Il est très clair que les autorités ont mis la main sur trois internautes qui font partie, semble-t-il, de cette cyberattaque et de ce vol de données. Maintenant, il faut tirer des ficelles, et il va être très facile, je pense, pour les autorités de remonter aux potentiels acheteurs, aux potentiels commanditaires, parce qu’il faut bien faire de la publicité. Aujourd'hui, ces pirates informatiques sont dans l'environnement du marketing de la malveillance. C'est un mot que j'ai inventé il y a une vingtaine d'années. Ils ont volé des données, mais il faut pouvoir les faire fructifier en les revendant et donc, faire de la communication. Et cette communication, c'est faire appel à des nouveaux acheteurs et des nouveaux vendeurs.

Si on estime que l'on est victime de ce piratage, que faut-il faire exactement ?
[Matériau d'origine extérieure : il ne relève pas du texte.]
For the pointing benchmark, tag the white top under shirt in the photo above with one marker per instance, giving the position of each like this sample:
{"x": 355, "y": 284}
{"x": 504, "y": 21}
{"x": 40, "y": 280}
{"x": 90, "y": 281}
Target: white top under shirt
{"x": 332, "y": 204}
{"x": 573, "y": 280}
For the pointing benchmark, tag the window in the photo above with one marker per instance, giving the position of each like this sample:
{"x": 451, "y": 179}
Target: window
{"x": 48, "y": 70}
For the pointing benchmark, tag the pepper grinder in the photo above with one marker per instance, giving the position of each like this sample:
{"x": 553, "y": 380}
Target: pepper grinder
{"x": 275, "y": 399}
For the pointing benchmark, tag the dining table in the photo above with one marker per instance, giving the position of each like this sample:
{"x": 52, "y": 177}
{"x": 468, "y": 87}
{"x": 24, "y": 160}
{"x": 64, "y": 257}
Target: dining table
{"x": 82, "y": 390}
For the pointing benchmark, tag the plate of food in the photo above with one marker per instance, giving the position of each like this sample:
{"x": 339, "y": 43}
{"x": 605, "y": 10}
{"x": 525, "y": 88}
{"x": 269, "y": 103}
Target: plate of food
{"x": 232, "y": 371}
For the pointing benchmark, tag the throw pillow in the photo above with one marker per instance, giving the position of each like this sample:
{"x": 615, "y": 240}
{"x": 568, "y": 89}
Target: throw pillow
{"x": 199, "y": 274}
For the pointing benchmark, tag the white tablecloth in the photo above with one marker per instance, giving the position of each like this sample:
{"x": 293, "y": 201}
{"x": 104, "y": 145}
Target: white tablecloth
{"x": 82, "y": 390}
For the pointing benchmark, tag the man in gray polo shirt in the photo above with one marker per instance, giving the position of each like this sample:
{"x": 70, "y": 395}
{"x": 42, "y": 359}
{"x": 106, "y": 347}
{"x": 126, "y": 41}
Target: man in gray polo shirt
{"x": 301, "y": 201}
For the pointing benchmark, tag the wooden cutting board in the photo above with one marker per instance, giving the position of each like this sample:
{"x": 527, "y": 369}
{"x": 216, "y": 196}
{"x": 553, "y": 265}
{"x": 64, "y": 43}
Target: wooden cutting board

Alors aujourd'hui, si des malveillants ont mis la main sur vos données, la meilleure des protections est d'abord de vérifier chaque courriel que vous allez recevoir, ne pas cliquer sur n'importe quoi, que ce soit un lien ou une pièce jointe. Pareil pour les appels téléphoniques, on ne fournit aucune information sensible. Si une personne au téléphone vous dit : « Je suis votre banquier, donnez-moi votre carte bancaire ». Non, il a déjà cette information. Vous avez l'administration fiscale qui vous demande un accès à votre compte en banque ? Non, ne vous inquiétez pas, ils l'ont déjà. Bref, il faut se dire que toute personne qui vous demandera une information sensible au téléphone ou par mail, répondez-lui, « je ne suis habilité à vous répondre ».